While most of the establishment media folks sleep or are busy demonizing Hilary Rosen for speaking the truth about Ann Romney, Michigan Republicans are destroying democracy in the Wolverine State:
The Michigan Board of State Canvassers today rejected a petition drive that would have put the state’s emergency manager law on the November ballot. The board’s staff had reported (pdf) that the petitioners had collected enough signatures, and recommended (pdf) that the board deny a challenge on the basis that the petition’s type size might be too small.
That challenge came from a project living inside the same Republican consulting firm with a partner on the board. Also on the four member board was a Democrat whose labor union had worked to collect signatures. In the end, the board voted two-two, on party lines, meaning the petitions were toast. They had been signed by more than 200,000 Michigan voters.
See also the video above.
As Hesiod points in the comments at Rachel Maddow’s blog: [cont’d.]
The statutory provision relied upon by the Republican Members of the State Board of Canvassers was MCL 168.482.

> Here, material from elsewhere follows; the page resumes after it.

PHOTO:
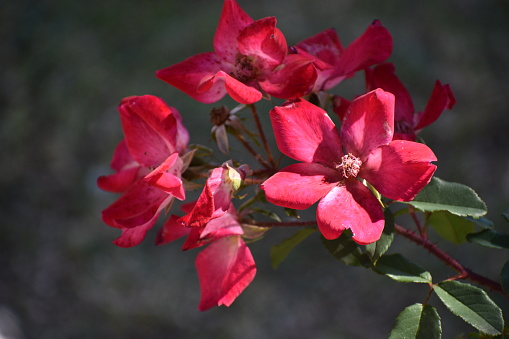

But, there is ample precedent in Michigan law that says what they did villated their duties under the law. A recent Michigan Court of Appeals decision — which is binding law in Michigan — stated:
“It is well established by both statute and case law that petitions need only substantially conform to the statutory requirements. MCL 168.544d (petitions shall be on forms that are “substantially as provided in sections 482 …”); see also Charter Twp of Bloomfield v Oakland Co Clerk, 253 Mich App 1, 22-23, 654 NW2d 610 (2002). In Newsome v Bd of State Canvassers, 69 Mich App 725, 729, 245 N.W.2d 374 (1976), this Court held that “[c]onstitutional and statutory initiative and referendum provisions should be liberally construed to effectuate their purposes, to facilitate rather than hamper the exercise by the people of these reserved rights.” Id., citing Kuhn v Dep’t of Treasury, 384 Mich 378, 183 NW2d 796 (1971). In Settles v Detroit City Clerk, 169 Mich App 797, 802-803, 427 NW2d 188 (1988), this Court reaffirmed the general rule that “all doubts as to technical deficiencies or failure to comply with the exact letter of procedural requirements in petitions … are resolved in favor of permitting the people to vote and express a choice on any proposal subject to election.” Thus, even if the additional language in the “ introduction” on the back of the petition could be considered a defect, we do not find it a fatal one.” — Coalition to Defend Affirmative Action & Integration v Bd of State Canvassers, 262 Mich App 395, 405-406; 686 NW2d 287 (2004) (Citation format amended).
The Courts will order the State Bd of Canvassers to approve the petition under this well-established case law.
Ah, but will Rick Snyder or one of his henchmen suddenly pull another Calvinball move and decide that the courts don’t matter here?